O que eu sentia por a Bianca que conhecia agora, talvez nem pudesse explicar. Eu sabia que não era ódio, muito menos desprezo. Mas era quase...indiferença. Por mais que eu quisesse, eu não conseguia pensar naquela garota que tinha o meu rosto como minha irmã. Ela não era nada para mim, além de algo com que me preocupar – não por ela, mas por mim.

Então, se eu era capaz de me sentir assim sobre ela, era tão inacreditável assim que ela pudesse me odiar?

Eu estava surpresa e machucada, mas por causa de Gabe. Eu não o queria perto de Bianca. Sim, era egoísmo meu e ele tinha toda razão, eu não podia escolher suas companhias ou não me tornaria muito melhor que Paulo logo que entrei na Werburgh. Mas isso não dizia que eu tinha que gostar de ver meu melhor amigo conversando com alguém que me detestava.

E que tinha um histórico de colocar as pessoas contra mim.

Derrotada e ainda cansada, resolvi ir de uma vez para o quarto. Se alguém tivesse alguma notícia, podiam me procurar lá ou me ligar. Tinha acabado de atravessar o pátio – arrastando os pés – e estava no caminho para o dormitório, quando vi Luma um pouco mais a frente.

– Ei! – chamei, fazendo-a se virar.

Sua aparência estava péssima. O rosto muito pálido e seus olhos ainda estavam inchados e vermelhos, prova clara de que ela havia chorado. Além disso, seu sempre arrumado cabelo estava todo arrepiado, a raiz loira já começando a aparecer e o rosa começando a desbotar.

– Tudo bem? – perguntei ao me aproximar, mesmo que fosse uma pergunta idiota.

Ela fez que não com a cabeça.

– Eu odeio a enfermaria – falou com voz fraquinha. – Só quero ir pro quarto.

Eu assenti e passei um braço por sua cintura, para apoiá-la – já que ela parecia prestes a cair – e confortá-la ao mesmo tempo. Eu não era muito de tocar as pessoas – claro, com exceções –, mas só me parecia certo naquele momento. Luma parecia precisar de um abraço.

Chegamos ao nosso quarto e ela se jogou em sua cama. Estava usando tênis, uma calça jeans e uma camiseta qualquer, o que não o seu normal. Luma era a garota que sempre se preocupava em parecer impecável.

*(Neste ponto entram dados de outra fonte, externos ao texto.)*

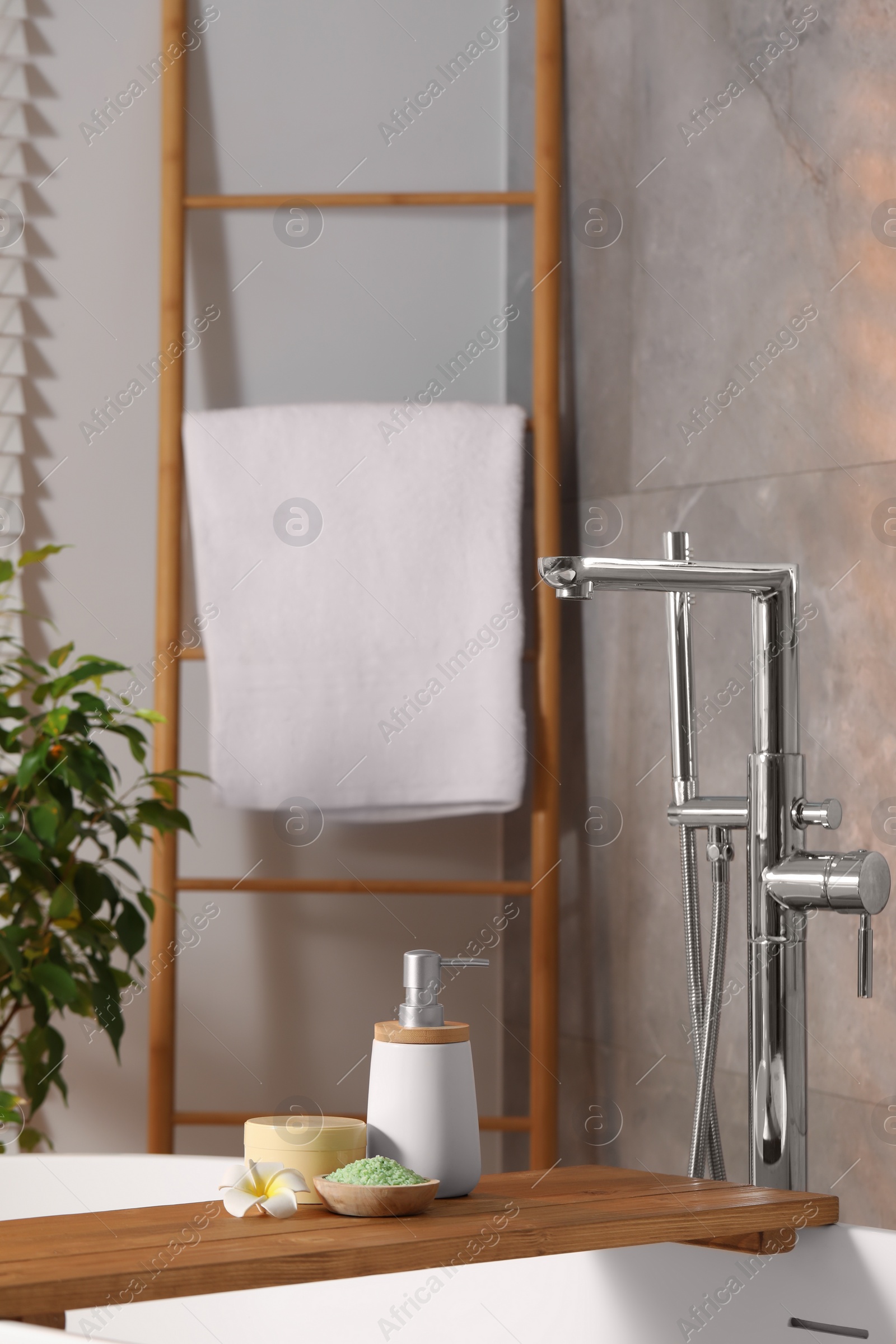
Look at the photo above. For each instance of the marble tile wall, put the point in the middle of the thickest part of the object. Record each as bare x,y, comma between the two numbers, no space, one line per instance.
735,222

Fui até a cama onde ela estava deitada de bruços e tirei seus tênis, colocando-os ao lado da cama. Puxei seu grosso edredom e a cobri. Então, tirei meus próprios tênis e fui até a janela, fechando a cortina. O quarto ficou numa penumbra agradável e eu voltei até a cama de Luma, deitando-me ao lado dela. Depois de alguns minutos, quando eu já estava quase dormindo, senti seu braço passando por minha cintura e seu rosto apoiado em meu ombro.

Senti as suas lágrimas silenciosas em minha blusa.

– Obrigada – sussurrou.

Afaguei seu cabelo e dormi.

...

Horas depois, já acordadas, Luma e eu estávamos tentando nos distrair. Mesmo que fosse contra as regras da escola, havíamos pedido uma pizza e eu fora até o portão para buscá-la. E, enquanto comíamos, Luma preparava a tinta para o seu cabelo. Eu tinha prometido ajudá-la.

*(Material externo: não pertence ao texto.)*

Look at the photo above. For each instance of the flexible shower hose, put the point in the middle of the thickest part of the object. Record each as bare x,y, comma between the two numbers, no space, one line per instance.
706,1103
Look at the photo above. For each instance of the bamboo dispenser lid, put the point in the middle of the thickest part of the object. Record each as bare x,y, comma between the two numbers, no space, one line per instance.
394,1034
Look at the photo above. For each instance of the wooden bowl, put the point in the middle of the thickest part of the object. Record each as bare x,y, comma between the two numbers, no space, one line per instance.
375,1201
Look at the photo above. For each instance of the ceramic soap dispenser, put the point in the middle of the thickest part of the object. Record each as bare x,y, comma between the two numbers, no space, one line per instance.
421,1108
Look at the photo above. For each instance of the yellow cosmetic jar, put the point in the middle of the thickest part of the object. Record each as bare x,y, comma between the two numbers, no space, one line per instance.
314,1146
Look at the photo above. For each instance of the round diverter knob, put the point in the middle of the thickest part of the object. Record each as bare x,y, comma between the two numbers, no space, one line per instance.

– Você não quer me deixar cortar o seu cabelo? – perguntou, limpando as mãos engorduradas na calça.

– Não – respondi imediatamente.

Ela fez um biquinho de indignação.

– Ah, vai! Eu sou muito boa! – insistiu. – Sou sempre eu que corto o cabelo da...

Parou de repente e eu soltei um palavrão internamente. Claro que ela ia falar da Willa. E tudo o que eu queria era que Luma relaxasse e esquecesse da melhor amiga por um tempo. Nós não podíamos fazer nada, exceto esperar por notícias.

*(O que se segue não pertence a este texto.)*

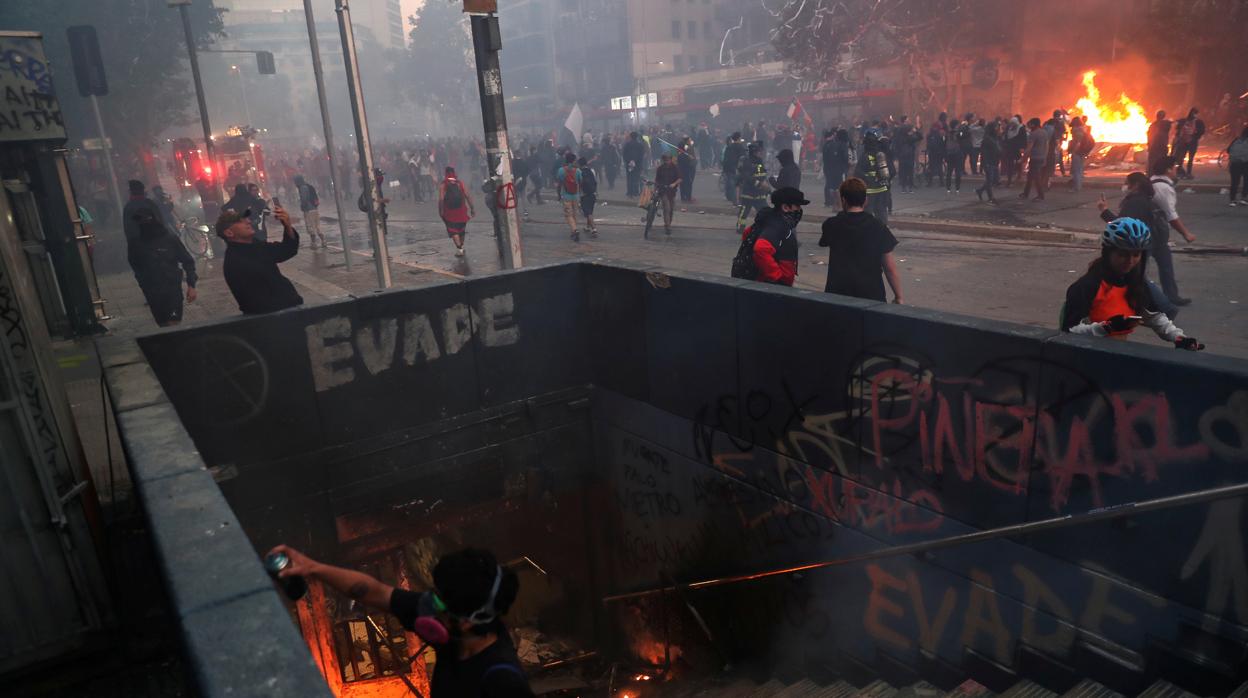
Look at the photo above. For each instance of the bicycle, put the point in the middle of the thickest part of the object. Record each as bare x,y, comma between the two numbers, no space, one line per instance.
195,237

– Tudo bem – me surpreendi ao concordar. – Mas se você fizer merda, eu te mato.

Luma ficou um pouco animada e, depois de ajudá-la a passar aquela nojenta tinta rosa por todo o seu cabelo, ela pegou uma cadeira e a levou até o banheiro. Eu a segui e ela me fez sentar na cadeira, de frente para o espelho.

– Seu cabelo é lindo, Julieta – falou, enquanto borrifava água nele para umedecê-lo. – Só é exageradamente longo e tá na cara que você não cuida dele.

Ela tinha razão. Meu cabelo já chegava aos quadris, mas não porque eu gostasse dele assim tão longo, era apenas que, por muito tempo, eu não havia me incomodado com a aparência o suficiente para cortá-lo.

Luma foi ao quarto e voltou rapidamente com uma escova, um pente e uma tesoura. Começou a pentear meus fios com a escova até que desfez todos os nós, mas quando ia pegar a tesoura, eu me lembrei de pedir:

– Não corta muito.

Ela me olhou inquisidoramente. Eu já havia revelado que não cortava o cabelo por pura preguiça e porque não me importava muito.

– Paulo gosta de cabelo comprido – respondi, corando um pouco.

Luma riu e murmurou algo sobre garotas que vivem para agradar os namorados, mas assentiu e logo fios negros começaram a cair no chão.

Confesso que estava um pouco temerosa e não confiava nas habilidades da minha colega de quarto, mas logo relaxei. Luma obviamente sabia o que estava fazendo e, algum tempo depois, meu cabelo continuava comprido, mas não exageradamente como antes. Ela o deixou um pouco acima da cintura e cortou-o de maneira que dava mais forma aos meus cachos. Eu não lembrava de já ter visto meu cabelo tão bonito e sorri, agradecendo-a.

– Mas sabe o que faria seu cabelo ficar ainda melhor? – ela perguntou e eu neguei com a cabeça.

Ela apontou para o próprio cabelo, ainda emplastrado de tinta rosa.

– Nem pensar! – falei na hora, levantando-me e começando a limpar a sujeira que havíamos feito.

– Vamos, Julieta, só uma mecha!

Ela implorou tanto que acabou me convencendo a descolorir uma pequena mecha perto da minha nuca. Depois ela passou o que havia restado na tinta que tinha usado em si mesma e depois foi lavar a cabeça. Demorou tanto que eu fui logo depois dela e acabei tomando um banho completo.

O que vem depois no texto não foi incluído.